ST. PETERSBURG — Northern St. Petersburg's growth requires an expansion of one of its main drags.
In its largest road project in 20 years, the city is expanding 2 miles of Gandy Boulevard, from Gateway Center to Dr. Martin Luther King Jr. St. N. The work is needed to accommodate traffic coming from office and industrial development that has been built in the area since the 1980s.
The widening will include, in both directions, a 12-foot-wide vehicle lane and a 5-foot-wide paved shoulder that can be used as a bike lane. It will also create an intersection at 16th Street, which has been a hot spot for crashes.
"It will help facilitate growth in the future," said Dave Goodwin, the city's director of Planning and Economic Development. "Right now, the road is a free-for-all at rush hour. It's a mess."
The City Council voted unanimously Thursday to award a $5.6 million contract to R.E. Purcell Construction Co., which submitted the lowest of six bids for the project. Purcell, out of Largo, estimates it can do the job for $700,000 less than what the city projected it would cost.
"Contractors right now are just trying to stay alive," said Mike Connors, the city's public works director. "There's probably no profit in this contract."

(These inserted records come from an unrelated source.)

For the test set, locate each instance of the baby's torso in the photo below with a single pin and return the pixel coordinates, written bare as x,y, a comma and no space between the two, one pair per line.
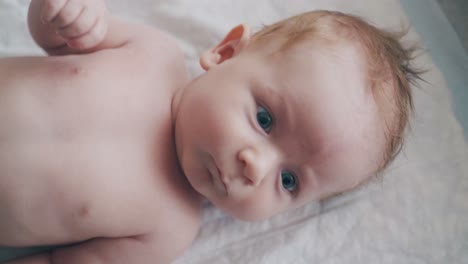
87,126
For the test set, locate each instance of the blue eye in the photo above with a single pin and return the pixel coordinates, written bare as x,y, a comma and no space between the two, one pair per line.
264,119
288,180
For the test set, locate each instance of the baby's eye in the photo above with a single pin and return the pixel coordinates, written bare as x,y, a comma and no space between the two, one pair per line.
288,180
264,119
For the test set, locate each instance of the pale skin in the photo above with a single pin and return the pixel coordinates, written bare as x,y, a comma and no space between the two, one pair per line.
107,146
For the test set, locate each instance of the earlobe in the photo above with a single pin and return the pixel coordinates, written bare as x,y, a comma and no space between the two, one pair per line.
235,41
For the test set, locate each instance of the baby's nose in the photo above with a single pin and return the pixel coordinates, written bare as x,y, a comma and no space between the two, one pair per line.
256,165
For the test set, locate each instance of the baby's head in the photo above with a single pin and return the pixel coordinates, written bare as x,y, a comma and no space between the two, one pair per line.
304,109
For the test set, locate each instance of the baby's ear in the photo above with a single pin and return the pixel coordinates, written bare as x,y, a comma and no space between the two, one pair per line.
236,40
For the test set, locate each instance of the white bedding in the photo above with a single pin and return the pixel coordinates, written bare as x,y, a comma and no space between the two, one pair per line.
418,213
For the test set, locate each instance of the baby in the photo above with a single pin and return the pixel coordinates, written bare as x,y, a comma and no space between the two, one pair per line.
108,148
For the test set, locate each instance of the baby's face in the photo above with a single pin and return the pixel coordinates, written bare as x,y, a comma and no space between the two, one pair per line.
258,135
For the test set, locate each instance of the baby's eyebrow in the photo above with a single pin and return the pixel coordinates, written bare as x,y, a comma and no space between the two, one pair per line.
283,108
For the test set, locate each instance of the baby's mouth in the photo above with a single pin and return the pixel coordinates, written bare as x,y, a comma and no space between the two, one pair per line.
218,178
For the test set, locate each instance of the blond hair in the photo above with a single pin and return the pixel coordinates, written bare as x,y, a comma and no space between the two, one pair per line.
389,63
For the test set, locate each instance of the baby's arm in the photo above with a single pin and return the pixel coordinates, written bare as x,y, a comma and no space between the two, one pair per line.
136,250
63,27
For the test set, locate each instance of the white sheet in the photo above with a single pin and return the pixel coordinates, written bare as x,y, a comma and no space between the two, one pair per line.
417,214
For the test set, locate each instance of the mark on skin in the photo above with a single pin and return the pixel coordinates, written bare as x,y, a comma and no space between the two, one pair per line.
83,211
75,70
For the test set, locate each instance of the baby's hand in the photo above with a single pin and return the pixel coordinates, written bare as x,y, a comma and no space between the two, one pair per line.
81,23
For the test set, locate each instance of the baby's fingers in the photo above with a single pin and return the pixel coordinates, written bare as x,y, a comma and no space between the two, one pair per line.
50,9
83,24
91,38
68,14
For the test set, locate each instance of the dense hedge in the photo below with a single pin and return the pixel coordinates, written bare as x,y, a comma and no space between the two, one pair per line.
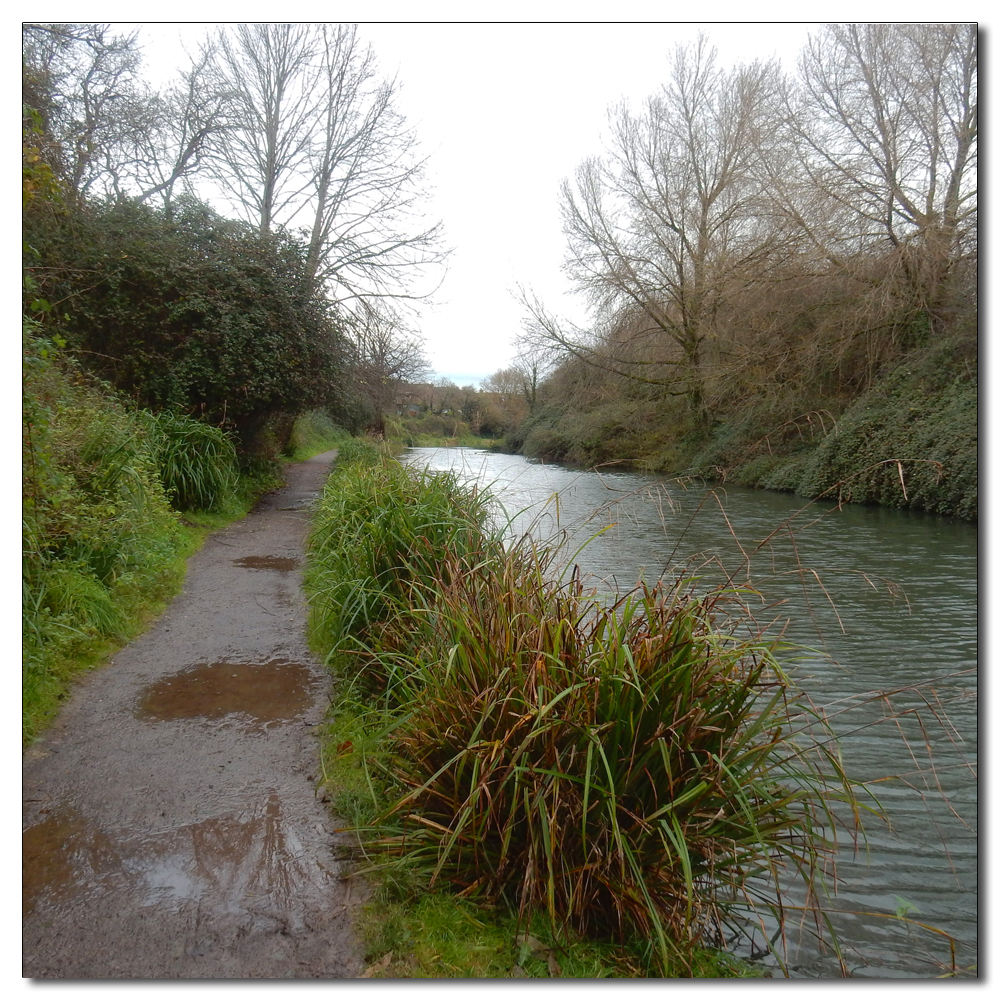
909,441
188,312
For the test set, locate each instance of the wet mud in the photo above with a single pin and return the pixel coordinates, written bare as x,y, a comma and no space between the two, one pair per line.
172,827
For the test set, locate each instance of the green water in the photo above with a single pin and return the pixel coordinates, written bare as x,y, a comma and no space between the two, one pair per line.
886,602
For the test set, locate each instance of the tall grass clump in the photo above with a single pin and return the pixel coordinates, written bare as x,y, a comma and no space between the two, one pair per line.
312,433
99,539
641,770
197,462
626,769
379,531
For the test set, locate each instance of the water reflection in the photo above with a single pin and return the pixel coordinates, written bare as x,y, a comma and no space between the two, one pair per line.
879,601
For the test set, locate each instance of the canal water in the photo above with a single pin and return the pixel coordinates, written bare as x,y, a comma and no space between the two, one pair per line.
882,607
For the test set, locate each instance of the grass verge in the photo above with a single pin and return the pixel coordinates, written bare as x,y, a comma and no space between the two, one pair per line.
621,788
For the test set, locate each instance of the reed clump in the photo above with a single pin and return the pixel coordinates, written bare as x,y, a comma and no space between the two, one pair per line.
629,769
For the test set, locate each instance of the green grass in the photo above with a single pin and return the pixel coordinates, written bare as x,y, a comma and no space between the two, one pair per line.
103,550
197,463
312,434
624,773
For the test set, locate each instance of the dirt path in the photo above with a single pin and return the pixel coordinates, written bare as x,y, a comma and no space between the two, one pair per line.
171,826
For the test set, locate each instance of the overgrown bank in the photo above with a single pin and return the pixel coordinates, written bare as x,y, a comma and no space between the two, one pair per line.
909,441
114,500
605,782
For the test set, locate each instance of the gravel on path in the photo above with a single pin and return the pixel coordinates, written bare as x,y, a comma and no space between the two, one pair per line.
171,823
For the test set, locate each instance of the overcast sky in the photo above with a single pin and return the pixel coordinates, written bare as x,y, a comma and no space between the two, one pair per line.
505,112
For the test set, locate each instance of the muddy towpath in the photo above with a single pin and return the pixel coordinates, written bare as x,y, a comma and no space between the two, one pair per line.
171,824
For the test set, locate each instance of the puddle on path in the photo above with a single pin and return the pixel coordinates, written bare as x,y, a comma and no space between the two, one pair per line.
63,856
247,861
279,563
276,691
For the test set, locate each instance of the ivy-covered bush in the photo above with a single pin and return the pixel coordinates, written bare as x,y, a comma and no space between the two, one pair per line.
188,311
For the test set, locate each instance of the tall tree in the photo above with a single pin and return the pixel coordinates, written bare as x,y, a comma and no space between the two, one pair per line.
887,125
322,144
384,355
662,228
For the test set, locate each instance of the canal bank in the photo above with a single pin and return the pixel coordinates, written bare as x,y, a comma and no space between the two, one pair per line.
171,823
882,607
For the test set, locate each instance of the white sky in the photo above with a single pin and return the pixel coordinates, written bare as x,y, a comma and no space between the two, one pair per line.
505,112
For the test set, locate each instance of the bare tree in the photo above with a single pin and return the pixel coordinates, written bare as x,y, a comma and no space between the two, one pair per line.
189,118
322,144
272,69
384,356
662,229
887,126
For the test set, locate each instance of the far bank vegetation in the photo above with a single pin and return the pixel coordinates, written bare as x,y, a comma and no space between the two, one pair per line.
781,269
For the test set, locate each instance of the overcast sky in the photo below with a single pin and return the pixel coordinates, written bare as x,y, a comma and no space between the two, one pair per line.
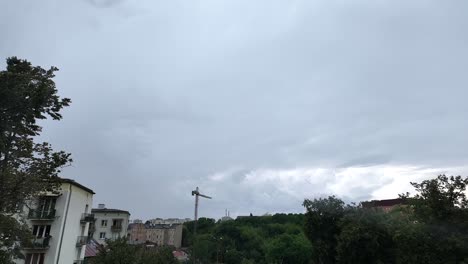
259,103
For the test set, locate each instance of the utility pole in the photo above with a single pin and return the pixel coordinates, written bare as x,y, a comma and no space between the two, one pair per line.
197,194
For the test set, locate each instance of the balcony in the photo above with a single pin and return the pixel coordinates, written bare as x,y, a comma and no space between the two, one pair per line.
38,244
87,218
116,228
81,241
41,215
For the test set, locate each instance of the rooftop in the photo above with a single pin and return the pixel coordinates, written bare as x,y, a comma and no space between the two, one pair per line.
70,181
387,202
109,210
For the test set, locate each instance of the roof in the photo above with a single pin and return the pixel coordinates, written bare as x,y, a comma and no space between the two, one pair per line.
387,202
109,210
70,181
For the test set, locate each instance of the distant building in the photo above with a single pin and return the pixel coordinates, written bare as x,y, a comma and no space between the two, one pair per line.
110,223
180,255
137,233
164,235
159,234
168,221
59,223
226,217
385,205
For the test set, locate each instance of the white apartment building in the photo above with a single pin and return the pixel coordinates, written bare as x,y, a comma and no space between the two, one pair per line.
109,223
59,223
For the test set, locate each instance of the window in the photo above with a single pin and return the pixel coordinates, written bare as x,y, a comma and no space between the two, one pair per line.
35,258
46,205
40,231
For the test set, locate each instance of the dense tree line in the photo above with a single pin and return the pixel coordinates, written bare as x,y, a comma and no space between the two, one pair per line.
429,227
120,251
27,167
255,239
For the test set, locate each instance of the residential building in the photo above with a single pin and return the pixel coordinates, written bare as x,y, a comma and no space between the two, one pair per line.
137,233
59,221
110,223
164,235
159,234
168,221
226,217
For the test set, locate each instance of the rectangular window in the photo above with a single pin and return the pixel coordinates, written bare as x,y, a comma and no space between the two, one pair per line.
46,205
34,258
40,231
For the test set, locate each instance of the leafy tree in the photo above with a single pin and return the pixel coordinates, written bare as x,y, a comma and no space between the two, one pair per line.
289,249
364,238
440,221
120,252
323,217
27,94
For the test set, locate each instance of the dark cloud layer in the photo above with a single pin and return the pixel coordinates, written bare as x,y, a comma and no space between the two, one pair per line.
260,103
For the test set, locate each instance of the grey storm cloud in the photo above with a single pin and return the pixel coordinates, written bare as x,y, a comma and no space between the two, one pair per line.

It will take about two weeks to complete the contract, and the road construction should begin by May. It's expected to take about 13 months to complete, Connors said.
Gandy right now is two lanes both ways along this stretch. Construction may cause some inconvenience for motorists, but the city will try to avoid major traffic tie ups by keeping two lanes open in each direction. One of the lanes on each side will be the paved shoulder, Connors said.

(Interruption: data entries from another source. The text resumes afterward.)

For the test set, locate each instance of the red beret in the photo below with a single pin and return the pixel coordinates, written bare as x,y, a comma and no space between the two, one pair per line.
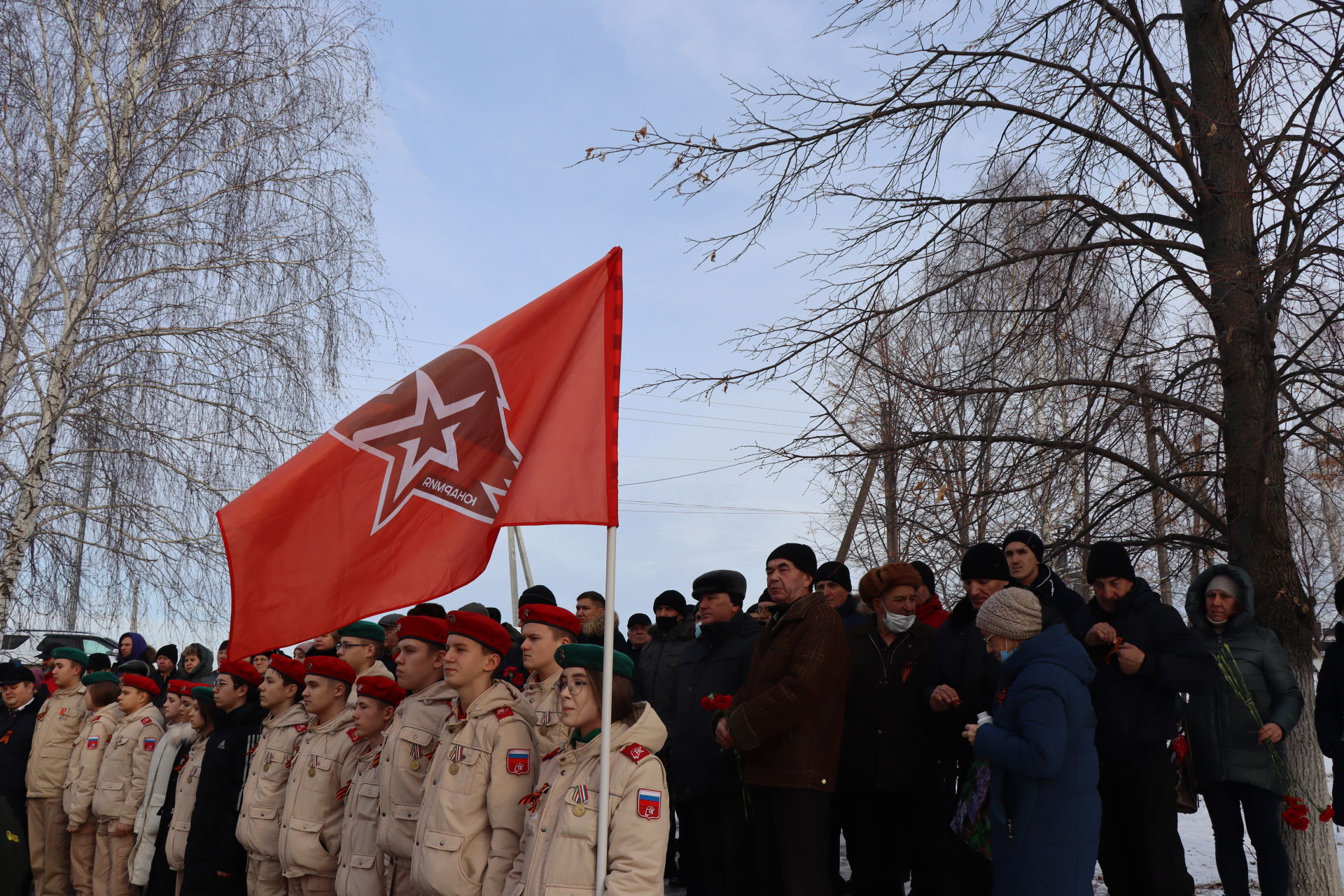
288,666
554,617
422,629
148,685
241,669
330,668
480,629
381,688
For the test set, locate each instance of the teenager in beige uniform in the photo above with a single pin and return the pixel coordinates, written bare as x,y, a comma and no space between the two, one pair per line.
268,774
309,828
52,741
559,843
363,869
121,785
486,766
202,719
359,644
101,691
545,630
410,742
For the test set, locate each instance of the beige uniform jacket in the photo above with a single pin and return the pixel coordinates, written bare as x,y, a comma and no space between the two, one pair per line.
546,703
472,814
559,841
125,766
309,828
268,777
52,741
409,746
377,671
362,867
185,802
85,761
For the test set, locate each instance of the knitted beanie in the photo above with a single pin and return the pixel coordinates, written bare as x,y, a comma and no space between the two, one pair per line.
1012,613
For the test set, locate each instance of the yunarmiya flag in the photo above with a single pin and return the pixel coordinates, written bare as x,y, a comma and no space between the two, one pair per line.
403,498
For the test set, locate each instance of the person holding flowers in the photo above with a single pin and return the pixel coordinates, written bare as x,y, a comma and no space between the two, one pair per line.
1236,729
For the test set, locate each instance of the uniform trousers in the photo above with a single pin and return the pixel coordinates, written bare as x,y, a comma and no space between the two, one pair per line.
790,830
112,860
1139,820
49,846
265,876
81,858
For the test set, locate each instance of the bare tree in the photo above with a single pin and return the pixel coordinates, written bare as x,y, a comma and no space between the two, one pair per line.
1190,148
186,245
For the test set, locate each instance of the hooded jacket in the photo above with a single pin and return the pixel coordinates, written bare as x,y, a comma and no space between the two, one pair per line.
1222,732
1044,808
559,836
1144,707
715,663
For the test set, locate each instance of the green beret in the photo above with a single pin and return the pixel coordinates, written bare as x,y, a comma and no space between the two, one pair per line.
71,654
368,630
589,656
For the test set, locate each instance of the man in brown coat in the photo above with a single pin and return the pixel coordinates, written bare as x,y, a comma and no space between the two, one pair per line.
787,720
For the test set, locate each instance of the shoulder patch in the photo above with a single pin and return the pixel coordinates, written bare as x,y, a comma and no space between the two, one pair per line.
636,752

Overall, the project will cost $6.7 million; about $4 million is from a federal grant with the rest coming from developer impact fees, Connors said.
The development producing most of the traffic is called the Gateway Areawide Development of Regional Impact, or DRI. The City Council approved it in 1989 despite the objections of the Tampa Bay Regional Planning Council, which called the project too vague.

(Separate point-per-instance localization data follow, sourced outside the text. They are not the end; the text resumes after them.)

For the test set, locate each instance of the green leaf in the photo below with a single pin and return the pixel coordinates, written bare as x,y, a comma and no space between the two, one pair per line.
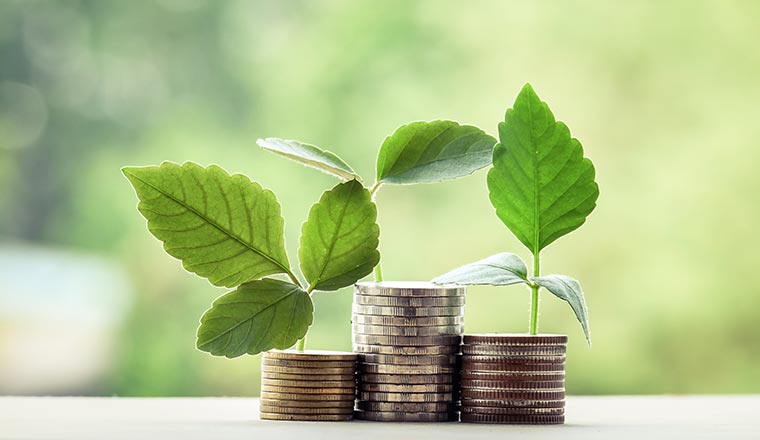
224,228
540,184
567,289
311,156
339,240
256,317
497,270
426,152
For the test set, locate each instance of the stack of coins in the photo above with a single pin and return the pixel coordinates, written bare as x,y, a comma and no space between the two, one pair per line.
408,337
516,379
308,385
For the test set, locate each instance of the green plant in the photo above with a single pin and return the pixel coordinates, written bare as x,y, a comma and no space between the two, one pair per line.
542,188
229,230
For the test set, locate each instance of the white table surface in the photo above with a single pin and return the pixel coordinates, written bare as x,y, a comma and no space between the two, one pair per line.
609,418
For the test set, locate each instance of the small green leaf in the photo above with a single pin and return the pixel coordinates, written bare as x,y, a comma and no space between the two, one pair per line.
540,184
568,289
497,270
339,240
426,152
224,228
256,317
311,156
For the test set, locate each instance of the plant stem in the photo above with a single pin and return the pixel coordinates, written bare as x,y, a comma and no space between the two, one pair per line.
534,297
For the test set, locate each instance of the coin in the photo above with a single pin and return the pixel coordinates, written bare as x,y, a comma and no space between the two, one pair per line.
511,411
513,385
514,352
310,383
415,289
311,355
407,321
308,377
306,364
514,339
400,359
407,331
306,397
512,377
307,417
409,379
514,403
406,406
407,311
485,393
308,371
308,403
406,397
409,301
470,365
406,349
513,419
392,416
305,390
395,388
296,410
406,369
407,340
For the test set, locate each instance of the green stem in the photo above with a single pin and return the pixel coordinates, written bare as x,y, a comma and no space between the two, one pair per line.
534,297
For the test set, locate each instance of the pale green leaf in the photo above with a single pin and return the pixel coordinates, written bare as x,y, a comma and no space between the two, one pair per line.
224,228
310,155
497,270
425,152
256,317
540,184
339,240
567,289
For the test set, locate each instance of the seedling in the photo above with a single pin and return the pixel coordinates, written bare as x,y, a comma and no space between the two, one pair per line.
542,188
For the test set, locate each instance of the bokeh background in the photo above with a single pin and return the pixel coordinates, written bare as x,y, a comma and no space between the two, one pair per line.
663,95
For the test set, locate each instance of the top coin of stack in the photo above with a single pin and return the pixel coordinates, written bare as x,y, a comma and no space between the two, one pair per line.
516,379
408,337
308,385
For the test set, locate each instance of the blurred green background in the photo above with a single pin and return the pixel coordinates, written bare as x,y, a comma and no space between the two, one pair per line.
663,95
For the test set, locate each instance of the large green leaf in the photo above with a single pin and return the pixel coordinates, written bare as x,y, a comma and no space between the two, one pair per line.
339,240
225,228
424,152
258,316
567,289
497,270
310,155
540,184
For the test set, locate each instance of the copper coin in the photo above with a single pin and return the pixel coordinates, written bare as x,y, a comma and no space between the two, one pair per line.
407,321
394,416
311,355
406,288
514,339
513,419
409,301
307,417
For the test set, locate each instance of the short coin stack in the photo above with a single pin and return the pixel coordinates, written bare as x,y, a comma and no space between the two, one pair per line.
408,337
309,385
516,379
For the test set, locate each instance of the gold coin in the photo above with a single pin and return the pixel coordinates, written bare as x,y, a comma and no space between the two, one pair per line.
407,340
307,417
407,331
395,301
309,383
311,355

DRIs are specially designated projects by the state that, because they are so large, require more scrutiny before they can get approval. Usually, DRIs represent a single developer's project. But with Gateway Areawide, the city is the applicant and represents multiple landowners. The city hopes to encourage development in the Gateway area by handling many of the permitting issues through the DRI process, making it easier for private developers to build.
The DRI's total size is about 1,650 acres, and it allows for 2.9 million square feet of office, 2.3 million square feet of industrial, 150,000 square feet of retail, and 4,400 residential units. It's already half built, said Goodwin, and includes the headquarters for Valpak of Tampa Bay and New Advantage Corp., which distributes electrical components.